Auto-vectorization can sometimes generate code that's competitive with hand-intrinsics. Compile with -O3 -march=native -fopt-info-vec on GCC to see exactly which loops got vectorized and why others did not. Common blockers: unaligned pointers, possible aliasing (mark inputs restrict), function calls inside the loop, integer overflow that the compiler cannot prove safe.

Performance numbers

  • AVX-512 fused multiply-add: 1 cycle of latency-throughput for a 16-wide single-precision FMA — 32 flops per cycle per core.
  • A simple a[i] = b[i] + c[i] loop: scalar ~1 ns/element, AVX2 ~0.14 ns/element (7× speedup), AVX-512 ~0.08 ns/element (12× speedup). Memory bandwidth caps further gains.
  • simdjson parses JSON at ~3 GB/s on a single core using SSE4.2 plus AVX2 — 5× the next-fastest non-SIMD parser.
  • memchr with AVX2: ~64 bytes per cycle compared to ~1 byte per cycle scalar. ffmpeg, glibc, and Go runtime all ship hand-tuned AVX2/AVX-512 memchr.
  • AVX-512 frequency throttle on Skylake-SP: 100–300 MHz drop on heavy 512-bit FP; eliminated on Ice Lake-SP and AMD Zen 4.
  • NEON dot product on Apple M1: ~24 GFLOPS per core sustained; ~1.5 ns to multiply-add 16 floats.

Common pitfalls

  • Unaligned loads. Older SSE required 16-byte alignment for movaps; movups handles unaligned at a small cost. AVX is forgiving but still benefits from alignment. Use _mm_malloc or posix_memalign to force 32 or 64-byte alignment.
  • Tail handling. Most loops don't divide cleanly by the lane count. Either scalar epilogue, mask-loaded final iteration (AVX-512 / SVE), or peel one iteration off the front.
  • AVX-SSE transition penalty. Mixing legacy SSE (addps xmm0) and AVX (vaddps ymm0) without vzeroupper causes a state-save penalty of ~70 cycles. Compilers handle this; hand-asm doesn't always.
  • Aliasing assumptions. A SIMD compiler can't vectorize for (i) a[i] = b[i] + a[i-1] because there's a real dependency. Use restrict on inputs that genuinely don't alias.
  • Reduction order matters for floats. Different SIMD widths produce different rounding because horizontal sum is non-associative. Pick a fixed reduction order if reproducibility matters.

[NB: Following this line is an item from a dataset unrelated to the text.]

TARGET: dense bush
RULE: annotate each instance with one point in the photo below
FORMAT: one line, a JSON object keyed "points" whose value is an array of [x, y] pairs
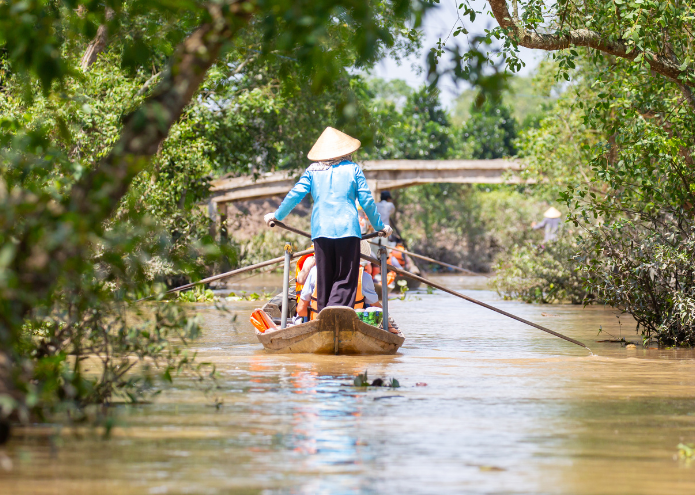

Frequently asked questions

What does SIMD stand for?

Single Instruction, Multiple Data. One instruction operates on a wide register holding many independent values — 4, 8, or 16 floats, or larger counts of smaller integers.

What's the difference between SSE, AVX, AVX-512, NEON, and SVE?

SSE: 128-bit x86 SIMD (1999). AVX: 256-bit (2011). AVX-512: 512-bit + mask registers (2016). NEON: ARM's 128-bit SIMD on every Cortex-A. SVE: vector-length-agnostic ARM ISA — same binary on 128 to 2048-bit registers.

How much faster is SIMD than scalar code?

Headline: 4× / 8× / 16× by lane count. Real-world: 3–10× because of load/store and tail overhead. Hand-tuned BLIS, MKL, FFTW routinely show 6–10× over auto-vectorized scalar.

What's auto-vectorization?

The compiler turning scalar loops into SIMD automatically. Works under -O2/-O3 on simple counted loops with no aliasing, no early exit, and contiguous access. Add #pragma omp simd for stubborn cases.

Why does AVX-512 throttle the clock?

Heavy 512-bit FP on early Skylake-X dropped 100–300 MHz to stay in power. Later silicon (Ice Lake-SP, Zen 4) closed the gap. Profile before assuming AVX-512 wins.

How do I write SIMD code today?

Auto-vectorization first. Portable intrinsics (std::simd, Highway, xsimd, ISPC) second. Architecture-specific intrinsics (_mm256_, vaddq_, svadd_) third. Hand-asm is last resort.

When is SIMD a bad fit?

Branch-heavy code, pointer chasing, cross-iteration dependencies, tiny vectors under 16 elements, anything already cache-miss bound. SIMD widens compute, not memory bandwidth.